O artigo abordará o longa-metragem de 1987, de mesmo nome. Hoje cult, o filme, na época, juntou azar, desgraça.  

Está previsto aos próximos meses o lançamento de 'Mestres do Universo', contando a história do herói que marcou a minha geração: He-Man. Crianças dos anos 80 obrigatoriamente assistiam ao desenho exibido no 'Xou da Xuxa' – Adam, príncipe de Etérnia, tímido, se transformava ao sentir o perigo. Brandia a espada e gritava: 'Eu tenho a força!'. Não comentarei a fita que está por vir. Nem a vi ainda.

O artigo abordará o longa-metragem de 1987, de mesmo nome. Hoje cult, o filme, na época, juntou azar, desgraça. Para começo de conversa, o diretor, Gary Goddard, precisou por a mão no bolso e complementar o orçamento – a grana disponível, US$ 22 milhões, se esvaiu.

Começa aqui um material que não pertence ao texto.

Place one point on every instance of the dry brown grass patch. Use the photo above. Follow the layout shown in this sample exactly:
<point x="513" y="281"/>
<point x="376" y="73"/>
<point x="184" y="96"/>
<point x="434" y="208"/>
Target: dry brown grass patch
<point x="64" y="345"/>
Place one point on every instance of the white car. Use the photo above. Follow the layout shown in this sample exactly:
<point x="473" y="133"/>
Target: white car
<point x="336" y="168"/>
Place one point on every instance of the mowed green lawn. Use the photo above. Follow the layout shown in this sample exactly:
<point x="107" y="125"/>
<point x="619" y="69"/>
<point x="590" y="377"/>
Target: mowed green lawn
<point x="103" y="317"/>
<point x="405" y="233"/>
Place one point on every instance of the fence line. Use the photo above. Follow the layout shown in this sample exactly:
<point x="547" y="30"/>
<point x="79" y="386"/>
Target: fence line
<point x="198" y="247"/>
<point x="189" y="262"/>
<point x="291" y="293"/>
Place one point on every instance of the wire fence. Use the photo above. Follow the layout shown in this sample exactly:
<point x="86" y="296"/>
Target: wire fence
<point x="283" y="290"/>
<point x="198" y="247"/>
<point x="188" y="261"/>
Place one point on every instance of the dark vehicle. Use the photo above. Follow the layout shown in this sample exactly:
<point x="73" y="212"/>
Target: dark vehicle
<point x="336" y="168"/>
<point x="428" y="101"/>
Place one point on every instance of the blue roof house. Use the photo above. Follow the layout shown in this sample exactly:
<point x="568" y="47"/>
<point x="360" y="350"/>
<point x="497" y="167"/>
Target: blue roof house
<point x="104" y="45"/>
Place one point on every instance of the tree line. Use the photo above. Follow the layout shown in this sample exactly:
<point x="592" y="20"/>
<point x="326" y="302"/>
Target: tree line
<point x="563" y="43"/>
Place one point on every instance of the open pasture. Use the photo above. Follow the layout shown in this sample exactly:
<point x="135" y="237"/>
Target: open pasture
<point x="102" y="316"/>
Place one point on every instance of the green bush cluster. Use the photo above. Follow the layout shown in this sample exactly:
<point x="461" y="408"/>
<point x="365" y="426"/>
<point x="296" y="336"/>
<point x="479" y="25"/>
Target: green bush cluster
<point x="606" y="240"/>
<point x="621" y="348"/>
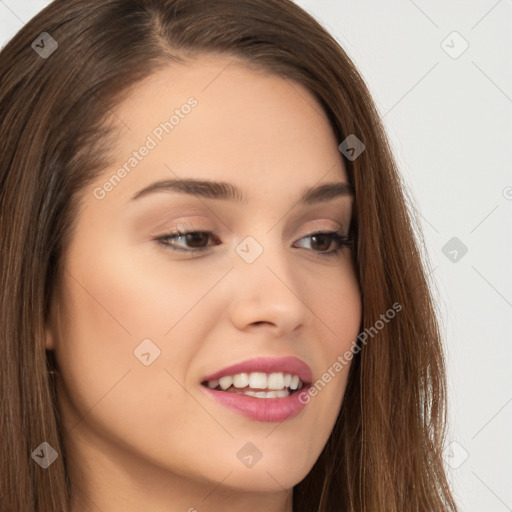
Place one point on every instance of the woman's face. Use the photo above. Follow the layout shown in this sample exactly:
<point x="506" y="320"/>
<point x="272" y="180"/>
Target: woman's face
<point x="140" y="326"/>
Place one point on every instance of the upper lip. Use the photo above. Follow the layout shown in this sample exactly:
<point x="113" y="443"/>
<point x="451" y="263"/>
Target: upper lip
<point x="292" y="365"/>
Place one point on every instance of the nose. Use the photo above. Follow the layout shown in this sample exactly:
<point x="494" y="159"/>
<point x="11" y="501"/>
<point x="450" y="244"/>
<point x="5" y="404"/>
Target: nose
<point x="269" y="293"/>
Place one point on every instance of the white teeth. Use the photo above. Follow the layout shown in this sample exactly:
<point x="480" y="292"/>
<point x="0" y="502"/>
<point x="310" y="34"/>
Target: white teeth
<point x="294" y="384"/>
<point x="225" y="382"/>
<point x="240" y="380"/>
<point x="257" y="380"/>
<point x="212" y="384"/>
<point x="275" y="381"/>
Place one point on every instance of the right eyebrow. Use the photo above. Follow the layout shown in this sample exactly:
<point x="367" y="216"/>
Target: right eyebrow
<point x="228" y="191"/>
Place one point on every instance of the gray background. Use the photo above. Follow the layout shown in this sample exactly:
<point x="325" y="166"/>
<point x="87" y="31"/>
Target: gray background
<point x="449" y="119"/>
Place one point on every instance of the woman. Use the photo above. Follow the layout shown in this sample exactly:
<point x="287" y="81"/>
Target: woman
<point x="212" y="298"/>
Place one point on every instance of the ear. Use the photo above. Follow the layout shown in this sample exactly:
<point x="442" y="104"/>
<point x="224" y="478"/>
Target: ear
<point x="51" y="326"/>
<point x="49" y="339"/>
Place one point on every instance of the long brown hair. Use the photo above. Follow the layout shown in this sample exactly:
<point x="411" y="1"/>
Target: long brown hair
<point x="385" y="452"/>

A sequência final, He-Man (Dolph Lundgren) versus Esqueleto (Frank Langella), feita com dinheiro dele, passou na prova, apesar da precariedade extrema.

Nas bilheterias, arrecadou parcos US$ 17 milhões (prejuízo de US$ 5 milhões), o que fez com que 'Mestres do Universo' fosse o responsável por terminar de falir a Cannon, fundada em 1967 (só fecharia as portas definitivamente em 1993, mas nada mais produziu após o enorme rombo – famosa, era produtora mais picareta da Sétima Arte; rodou filmes de Chuck Norris e Charles Bronson na década de 80). Lundgren revelou: participar de 'Mestres' foi verdadeira provação. Precisou filmar muitos takes à noite, por exemplo.

A empresa Mattel, que fabricava bonecos do desenho (eu tinha vários), pegou no pé de todos, pois temia a diminuição da venda dos brinquedos se a história ficasse diferente do teor das animações. Langella contrariou tudo e todos: deve ter sido o único a se maravilhar com o trabalho. Dizia que seu filho era fã do Esqueleto e poder interpretá-lo significou um presente e tanto. O roteiro, de David Odell, era cômico: He-Man vinha à Terra recuperar chave-cósmica e, aqui, lidava com um casal de 'aborrescentes' que mais o atrapalhava do que qualquer outra coisa. Duração: 106 minutos. Cotação: bom (aos olhos de hoje).